I AM OFFICIALLY OLD.
I’m not talking, ooh I can drink old. I’m talking life insurance, wills, trusts, face cream, Botox, lip injections, college girls calling you ma’am old. Ya know…I never thought I would make it this far. Seriously. At ten-years-old, I was sure that I would die by like twenty-two, and I would never get old and hit the age tharet my mom was at the time. She always seemed so miserable.
Well guess what? She was probably miserable because Ibuprofen became the new PEZ candy. Or maybe because she was trying to navigate finding herself and raising a family at the same time. I’M RIGHT THERE WITH YA MA!
So, here’s the story of my getting older and what I’ve learned in less than a week of being THE DIRTY THIRTY.
I feel different. I was expecting this life changing state would wash over me and I would become a new woman. YEP. Biggest thing that I have noticed? I don’t give a flying flip anymore about what people think of me. And for a former people-pleaser level 8…that’s a good thing. I’m able to live my life and make decisions based on what I want, not based on what I want others to say about me. As if that wasn’t life changing enough…
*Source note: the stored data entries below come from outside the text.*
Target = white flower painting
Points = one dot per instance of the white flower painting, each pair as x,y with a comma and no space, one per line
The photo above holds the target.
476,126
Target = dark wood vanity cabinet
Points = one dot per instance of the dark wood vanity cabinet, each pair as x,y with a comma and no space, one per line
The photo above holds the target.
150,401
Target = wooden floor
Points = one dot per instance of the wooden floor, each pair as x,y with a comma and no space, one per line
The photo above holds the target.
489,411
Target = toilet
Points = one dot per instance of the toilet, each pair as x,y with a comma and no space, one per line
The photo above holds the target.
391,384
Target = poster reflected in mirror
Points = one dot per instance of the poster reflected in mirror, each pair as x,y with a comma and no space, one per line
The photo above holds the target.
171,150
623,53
I made the decision to receive elective work on my face. I figured, if I’m thirty, why not? It’s preventative! So I got Botox and I love my frozen forehead. Then got my lips done too. And I’ve never felt more like a Greek Goddess. And you know what? It did nothing but make me more confident, especially because I didn’t care one bit about whether others like it or not.
I’m happier in my singleness, happier in the little moments, and even better at parenting because I only care about what makes my little girl and me move forward in life, in the best of ways. I care about what ensures she has the greatest life possible. And it’s weird because a few small actions during the shift from my twenties to thirties changed this. Though I have to admit, I wouldn’t have been to connect these dots and understood them without my therapist. #ShadeTreeTherapy.
A state of “adult” is slowly washing over me.
Remember how our moms at thirty just seemed to KNOW what TO DO? I’m starting to get little inklings of that. I’m hoping I finish up by thirty-three. Here’s to hoping! But truly, I feel like the things I always wish I would have known, are actually starting to come to fruition and happen! Like all the knowledge of the world just instantly dropped down upon me!
Most of all, I wish I could write a letter to myself…the sweet 18-year-old with no idea where to go and what to do with her life. These five days have shown me so much about what I was missing, and what WAS missing so that I could bring it to the table.